Once a waiting room for commuters, this tiny train station in Piermont is now an exhibition space for time travelers, a history museum. Open every other Sunday from June through October, the public is welcome and the tickets are free.
The sounds of steam driven engines and horns echo in the memory of a dwindling few who lived in Piermont when the village was connected via rail to a national transportation grid. But this Saturday, June 16, thanks to the talents of scenic artists Betsy Franco Feeny and Gary Tannenbaum, a replica of a locomotive will pull into this station, as part of Family Fun Day, an effort to get young people on board the local history express.
Piermont Historical Society Presents Family Fun Day
June 16, 2 -5p
- Reading by Brian Floca, Author and Illustrator of Caldecott winning book “Locomotive.”
- Games and prizes
- Learn Morse Code
- Be a junior station master
- Get your picture taken on the Piermont Express
Piermont Historical Society Museum is located at 50 Ash St.
The historic territory to explore from this debarkation point is vast. When former Piermont Historical Society President Richard Esnard led the battle to acquire the lease for the station, he argued that preserving this history of this community satisfied more than just parochial needs. “The story of Piermont told on the walls of this building is of historic significance to the political and economic evolution of this nation.” Specifically, Esnard was referring to the end of the war that birthed our nation and the beginning of the industrial era that resulted in the wealthy world power that we have become.
America Saluted for the First Time in Piermont
The Revolutionary War came to an end in this southeastern corner of Rockland County. In May 1783, George Washington arrived at what was then called The Slote (Dutch for ‘the ditch’) to meet Sir Guy Carleton, Commander-in-Chief of British forces in America. After resolving matters relating to the cessation of hostilities at the American Army’s Headquarters in Tappan, Washington returned for a dinner on Carleton’s ship, the HMS Perseverance, and a 17-gun salute. The gesture was the first official recognition of the United States of America as a new sovereign nation.
The Name Remains, the Trains Came and Went
The first President of the New York and Erie Railroad, Eleazar Lord, had substantial holdings in what was still called The Slote in the 1830s. It is said that he used his clout to have the terminus of the railroad built on a pier near his land. He also renamed the village Piermont, combining a reference to the pier where his railroad ended and the mountain that abutted his estate, where Lord lived in a structure one could only describe as a castle
The Fixture Called Flywheel
In an epic example of the phrase, they don’t build them like they used to, the decline of the local paper industry, the designs of luxury real estate developers and the full force of a wrecking ball could not persuade this flywheel to budge. So it now stands as a symbol to the durability of American workmanship and provides a place name for a park and an art gallery that have sprung up in its stubborn shadow.

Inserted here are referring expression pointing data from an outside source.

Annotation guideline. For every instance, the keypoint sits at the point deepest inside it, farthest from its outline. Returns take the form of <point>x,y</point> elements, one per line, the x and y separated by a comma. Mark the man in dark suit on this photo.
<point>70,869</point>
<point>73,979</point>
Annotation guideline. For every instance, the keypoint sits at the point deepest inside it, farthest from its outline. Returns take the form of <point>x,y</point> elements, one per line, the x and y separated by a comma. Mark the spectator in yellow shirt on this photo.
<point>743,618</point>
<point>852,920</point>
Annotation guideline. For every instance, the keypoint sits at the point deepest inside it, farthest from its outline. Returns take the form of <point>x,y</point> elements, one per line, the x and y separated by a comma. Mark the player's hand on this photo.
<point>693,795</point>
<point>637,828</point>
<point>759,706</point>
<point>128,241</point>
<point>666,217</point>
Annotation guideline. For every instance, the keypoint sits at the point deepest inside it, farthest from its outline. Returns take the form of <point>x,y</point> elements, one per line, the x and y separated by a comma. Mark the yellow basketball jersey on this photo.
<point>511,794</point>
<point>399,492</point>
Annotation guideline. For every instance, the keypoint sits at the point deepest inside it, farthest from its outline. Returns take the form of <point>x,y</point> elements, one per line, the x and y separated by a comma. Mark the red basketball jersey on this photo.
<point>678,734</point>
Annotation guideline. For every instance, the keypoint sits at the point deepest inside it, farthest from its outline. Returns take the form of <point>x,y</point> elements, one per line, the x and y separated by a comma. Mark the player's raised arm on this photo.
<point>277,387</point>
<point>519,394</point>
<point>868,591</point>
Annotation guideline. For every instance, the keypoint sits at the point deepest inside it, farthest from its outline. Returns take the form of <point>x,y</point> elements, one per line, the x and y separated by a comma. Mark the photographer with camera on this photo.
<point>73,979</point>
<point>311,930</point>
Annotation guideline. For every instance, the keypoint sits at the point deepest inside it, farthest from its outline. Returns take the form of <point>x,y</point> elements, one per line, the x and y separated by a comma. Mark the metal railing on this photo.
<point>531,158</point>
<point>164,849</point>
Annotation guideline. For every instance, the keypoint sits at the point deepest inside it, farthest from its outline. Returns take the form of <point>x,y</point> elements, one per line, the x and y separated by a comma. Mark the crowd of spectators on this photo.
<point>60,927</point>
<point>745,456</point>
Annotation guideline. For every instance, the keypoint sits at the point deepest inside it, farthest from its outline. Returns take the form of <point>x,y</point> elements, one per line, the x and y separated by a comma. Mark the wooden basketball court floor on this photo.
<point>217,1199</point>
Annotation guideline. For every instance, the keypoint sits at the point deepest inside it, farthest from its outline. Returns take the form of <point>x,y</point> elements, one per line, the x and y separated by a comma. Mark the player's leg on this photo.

She sold them tickets to ride
Belle Kelly moved to Piermont from Watkins Glen, NY, and served as a station master, ticket agent and telegraph clerk from 1908 until 1940. For decades, commuters using the Northern Branch Railroad that brought them to Jersey City and then eventually, New York City, were welcomed and aided by Belle Kelly. (The Erie Railroad was not served by this station.)
Three years after the railroad ceased operations in 1966, Kelly’s son, Tom, purchased the station. Belle died in 1976 and Tom continued to live there until his death in 1996, whereupon title eventually passed to the Village of Piermont. In 1975, the railroad right-of-way was deeded to Piermont and designated a public park by the Village of Piermont.
The memories of generals, presidents, industrialists and a dedicated station clerk now occupy this erstwhile waiting room. Visit one Sunday for a short trip trip through Piermont’s significant past.